L’Etat équatorien dispose désormais des moyens militaires contre les « forces armées » adverses, elles-mêmes déclarées comme telles par décret, qui lui permet de mener des opérations de destruction, dans les conditions des règles du droit de la guerre, et donc le fait de tuer et/ou détenir l’ensemble de « l’ennemi », ce qui est une manière de bilatéraliser la violence utilisée par cet « ennemi », paradoxalement considéré de manière optimisée comme un « combattant » et non comme un vulgaire bandit, avec une capacité d’action qui dépasse, et de loin, les moyens policiers ordinaires, notamment si des civils sont blessés ou tués lors de l’opération, ce qui ne pourrait, hypothétiquement, être examiné, très éventuellement, par un juge à identifier d’ailleurs, que très en aval de ces opérations.
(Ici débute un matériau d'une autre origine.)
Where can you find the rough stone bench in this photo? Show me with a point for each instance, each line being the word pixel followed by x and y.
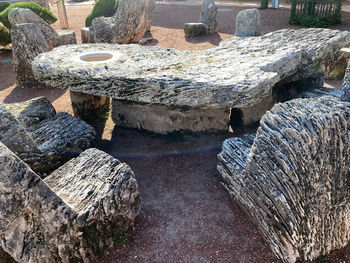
pixel 73 215
pixel 292 176
pixel 165 90
pixel 40 137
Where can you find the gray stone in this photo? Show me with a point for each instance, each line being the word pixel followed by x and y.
pixel 23 15
pixel 292 177
pixel 43 3
pixel 85 35
pixel 32 111
pixel 145 40
pixel 102 30
pixel 128 25
pixel 72 216
pixel 248 23
pixel 195 29
pixel 335 69
pixel 151 6
pixel 163 119
pixel 89 107
pixel 15 137
pixel 208 16
pixel 27 43
pixel 65 37
pixel 41 138
pixel 71 135
pixel 241 73
pixel 345 91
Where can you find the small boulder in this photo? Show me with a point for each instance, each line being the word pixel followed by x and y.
pixel 27 43
pixel 23 15
pixel 208 16
pixel 195 29
pixel 248 23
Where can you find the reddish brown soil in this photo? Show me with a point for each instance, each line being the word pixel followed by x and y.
pixel 186 215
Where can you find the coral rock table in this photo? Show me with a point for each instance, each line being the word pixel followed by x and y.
pixel 165 90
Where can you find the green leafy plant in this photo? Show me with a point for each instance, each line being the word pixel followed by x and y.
pixel 102 8
pixel 3 5
pixel 5 37
pixel 310 13
pixel 39 10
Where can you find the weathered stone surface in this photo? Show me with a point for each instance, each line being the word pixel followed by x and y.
pixel 15 137
pixel 241 72
pixel 128 25
pixel 145 40
pixel 65 37
pixel 248 23
pixel 195 29
pixel 52 139
pixel 85 35
pixel 89 107
pixel 32 111
pixel 345 91
pixel 27 43
pixel 71 135
pixel 43 3
pixel 208 16
pixel 72 216
pixel 23 15
pixel 292 177
pixel 337 66
pixel 162 119
pixel 151 6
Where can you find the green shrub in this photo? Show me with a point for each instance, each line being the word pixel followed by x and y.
pixel 102 8
pixel 316 13
pixel 39 10
pixel 5 37
pixel 3 5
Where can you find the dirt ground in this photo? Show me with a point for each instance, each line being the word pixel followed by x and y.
pixel 186 215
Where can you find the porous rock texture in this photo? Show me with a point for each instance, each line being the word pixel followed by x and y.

Que, donc, l’opération du type « solution Bukele », du nom du président salvadorien qui avait entamé cette expérience de réponse musclée contre les gangs, soit ou non un succès, sur les plans militaires, policiers, sociaux, politiques, économiques, etc., on peut penser que cette « expérience » sera minutieusement examinée, peut-être par une autorité judiciaire, locale, étrangère ou internationale, en tout cas par tout une série d’études, dont l’enjeu serait la réalité de l’appréciation de la nature de ce « conflit » unilatéralement reconnu comme CANI, et donc la validité ou la légitimité du Décret de 2024, et ses éventuelles conséquences civiles : quid de l’exécution des contrats internationaux en cours, des investissements étrangers, de la situation de civils étrangers, etc. ? A bien des égards, la « sanction » d’un tel décret pourrait moins découler d’une hypothétique juridiction étatique ou internationale, que de solutions, rapides, conférées par des sentences arbitrales internationales devant examiner l’adéquation du décret à la réalité de la situation pour apprécier des questions aussi sensibles, en droit privé, que l’effet d’un changement de circonstances sur un contrat, ou l’existence d’un cas de force majeure, d’exceptions d’inexécution, de rupture de contrat, d’exécution par autrui, de mise en œuvre de garanties financières diverses, etc.

On peut en tirer au moins deux leçons. La première est que cet exemple d’utilisation du droit international des conflits armés pour régler, juridiquement c’est-à-dire avec une forte virtualité, des troubles internes, aussi majeurs soient-ils, est un précédent qui pourrait être répété dans toutes sortes de situations qui se situent en dessous du seuil de la guerre civile « traditionnelle » (si l’on ose dire) : mainmise de gangs, émeutes, contestations fortes, rebellions accompagnées de violences armées.

La seconde est que se manifeste là la virtualité ou à tout le moins la très faible effectivité des règles du droit international humanitaire. Il ne fait pas de doute que ces règles existent, sont cohérentes, connues, enseignées, étudiées, mais il ne fait non plus de doute que leur application effective est aléatoire. L’application de ces règles, de manière effective c’est-à-dire obligatoire et accompagnée de sanctions appliquées, est infiniment plus rare que leur non-application. Par ailleurs cette application est par nature tardive : sauf hypothèse dans laquelle l’une des parties, au moins, au conflit décide de respecter à la lettre ces règles, il n’empêche que la réciprocité ne s’impose pas et que des « bavures », erreurs d’appréciation ou défaillances techniques de systèmes d’armes, du renseignement ou de chaînes de commandement, sont inéluctables, de telle manière que, durant un conflit, cette application n’est que virtuelle.

Enfin, cette application est souvent décalée, relayée par la solution de litiges privés par des arbitrages internationaux, sans nécessaire concordance substantielle d’ailleurs.